IRS Notice 2020-62 is available here.
IRS Provides Guidance on COVID-19 Employee Layoffs and Rehires Under Partial Plan Termination Rules
In a Q&A (Q15) posted on its website on July 30, 2020, the IRS provided guidance on whether employees who are laid off because of COVID-19 and then subsequently rehired by the end of this year would be treated as having undergone an employer-initiated severance from employment and therefore counted towards employee turnover rates for purposes of determining whether a partial plan termination has occurred. If a partial plan termination occurs, certain requirements for accelerated vesting may apply. Under IRS Revenue Ruling 2007-43, a 20% or greater turnover rate would create a presumption that a partial plan termination has occurred. However, according to Q15, employees who are laid off because of COVID-19 and subsequently rehired by the end of the year will generally not be treated as having an employer-initiated severance from employment, subject to the facts and circumstances of each case.
Q15 is available here.
IRS Posts Guidance on Leave-Sharing Plans for Employees Affected by COVID-19
The Internal Revenue Service (IRS) has posted frequently asked questions (FAQs) on leave-sharing plans set up by employers that allow employees to deposit their leave into an employer-sponsored leave bank, which can then be used by other employees who are adversely affected by the COVID-19 pandemic. The FAQs address whether employers may set up such leave-sharing plans and the income tax considerations for employees who deposit leave, including whether income tax deductions can be taken.
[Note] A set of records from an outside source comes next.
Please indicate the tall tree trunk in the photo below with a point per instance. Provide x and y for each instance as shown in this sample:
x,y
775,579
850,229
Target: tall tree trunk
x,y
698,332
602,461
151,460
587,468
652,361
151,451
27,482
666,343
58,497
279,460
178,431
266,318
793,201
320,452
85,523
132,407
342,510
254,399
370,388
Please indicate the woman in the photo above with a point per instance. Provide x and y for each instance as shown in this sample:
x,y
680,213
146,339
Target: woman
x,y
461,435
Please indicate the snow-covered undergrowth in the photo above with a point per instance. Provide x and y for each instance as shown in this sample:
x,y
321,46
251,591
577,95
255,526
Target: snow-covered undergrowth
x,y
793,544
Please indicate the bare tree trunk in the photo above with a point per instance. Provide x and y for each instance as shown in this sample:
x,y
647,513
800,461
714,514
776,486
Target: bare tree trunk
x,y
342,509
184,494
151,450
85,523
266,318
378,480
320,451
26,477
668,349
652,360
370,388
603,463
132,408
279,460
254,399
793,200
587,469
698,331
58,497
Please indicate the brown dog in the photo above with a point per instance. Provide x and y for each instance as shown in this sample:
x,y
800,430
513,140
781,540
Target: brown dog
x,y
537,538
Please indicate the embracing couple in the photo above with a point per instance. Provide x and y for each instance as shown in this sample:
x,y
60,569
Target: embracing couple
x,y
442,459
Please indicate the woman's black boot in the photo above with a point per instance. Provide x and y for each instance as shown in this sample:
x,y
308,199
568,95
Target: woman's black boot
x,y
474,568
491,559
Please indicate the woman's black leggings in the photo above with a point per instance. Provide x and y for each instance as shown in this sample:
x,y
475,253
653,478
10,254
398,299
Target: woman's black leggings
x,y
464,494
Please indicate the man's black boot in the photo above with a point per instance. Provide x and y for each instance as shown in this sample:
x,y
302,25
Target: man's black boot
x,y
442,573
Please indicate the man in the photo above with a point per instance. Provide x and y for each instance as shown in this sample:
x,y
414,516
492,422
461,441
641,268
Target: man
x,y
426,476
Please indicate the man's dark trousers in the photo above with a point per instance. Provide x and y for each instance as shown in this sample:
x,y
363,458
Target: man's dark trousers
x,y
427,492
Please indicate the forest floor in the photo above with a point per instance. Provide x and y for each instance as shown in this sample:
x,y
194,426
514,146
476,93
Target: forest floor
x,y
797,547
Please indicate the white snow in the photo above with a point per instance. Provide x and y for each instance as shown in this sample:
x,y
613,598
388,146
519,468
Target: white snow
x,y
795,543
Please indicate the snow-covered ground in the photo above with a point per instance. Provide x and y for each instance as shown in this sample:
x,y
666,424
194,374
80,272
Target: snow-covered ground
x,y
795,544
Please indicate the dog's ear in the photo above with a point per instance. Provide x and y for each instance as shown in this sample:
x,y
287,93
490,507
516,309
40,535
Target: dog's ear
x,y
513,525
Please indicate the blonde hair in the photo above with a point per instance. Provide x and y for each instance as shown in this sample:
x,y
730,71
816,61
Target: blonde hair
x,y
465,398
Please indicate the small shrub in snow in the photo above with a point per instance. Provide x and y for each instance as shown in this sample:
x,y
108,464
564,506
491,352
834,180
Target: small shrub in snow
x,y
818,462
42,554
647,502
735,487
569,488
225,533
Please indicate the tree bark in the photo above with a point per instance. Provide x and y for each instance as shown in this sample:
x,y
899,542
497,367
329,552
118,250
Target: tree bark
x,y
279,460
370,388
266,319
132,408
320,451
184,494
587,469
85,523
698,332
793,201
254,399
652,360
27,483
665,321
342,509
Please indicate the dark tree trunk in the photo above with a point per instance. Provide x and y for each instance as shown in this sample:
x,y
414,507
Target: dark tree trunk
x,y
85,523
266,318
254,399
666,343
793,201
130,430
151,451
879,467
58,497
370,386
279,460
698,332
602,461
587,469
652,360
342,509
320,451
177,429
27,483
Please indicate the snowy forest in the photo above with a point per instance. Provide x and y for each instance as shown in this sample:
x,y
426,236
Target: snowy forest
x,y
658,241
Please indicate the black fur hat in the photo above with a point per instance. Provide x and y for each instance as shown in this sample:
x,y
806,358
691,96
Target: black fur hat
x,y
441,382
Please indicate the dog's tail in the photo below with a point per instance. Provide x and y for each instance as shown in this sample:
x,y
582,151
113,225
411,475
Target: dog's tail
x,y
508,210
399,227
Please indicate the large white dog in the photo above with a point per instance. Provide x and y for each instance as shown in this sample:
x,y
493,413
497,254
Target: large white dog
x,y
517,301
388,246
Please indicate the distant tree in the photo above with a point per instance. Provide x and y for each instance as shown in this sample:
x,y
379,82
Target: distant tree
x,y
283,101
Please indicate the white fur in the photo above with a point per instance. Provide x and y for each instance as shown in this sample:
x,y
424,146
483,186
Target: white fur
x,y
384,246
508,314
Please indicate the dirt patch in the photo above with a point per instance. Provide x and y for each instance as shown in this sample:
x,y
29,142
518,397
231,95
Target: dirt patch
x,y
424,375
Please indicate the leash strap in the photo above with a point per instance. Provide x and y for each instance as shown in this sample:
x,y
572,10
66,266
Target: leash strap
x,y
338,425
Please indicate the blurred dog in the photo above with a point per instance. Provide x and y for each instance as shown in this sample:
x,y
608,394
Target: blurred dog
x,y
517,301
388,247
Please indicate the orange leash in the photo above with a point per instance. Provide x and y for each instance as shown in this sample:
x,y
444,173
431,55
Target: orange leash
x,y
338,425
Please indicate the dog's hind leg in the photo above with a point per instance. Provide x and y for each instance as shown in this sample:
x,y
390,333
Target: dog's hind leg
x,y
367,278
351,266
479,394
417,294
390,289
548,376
The guidance is available here.
Court Strikes Down Portion of Rule Exempting Health Care Providers From FFCRA Leave
On August 3, 2020, a New York Federal District Court judge struck down as “vastly overbroad” the definition of “health care provider” under Department of Labor (DOL) regulations that exempted employers from providing emergency job-protected paid sick leave and family leave to health care providers. The Court also vacated several other provisions of a temporary DOL regulation implementing the Families First Coronavirus Response Act (FFCRA) emergency paid sick leave and paid family leave programs. As a result, employers of fewer than 500 employees may have improperly denied FFCRA leave to employees who were deemed “health care providers” under the now vacated regulations.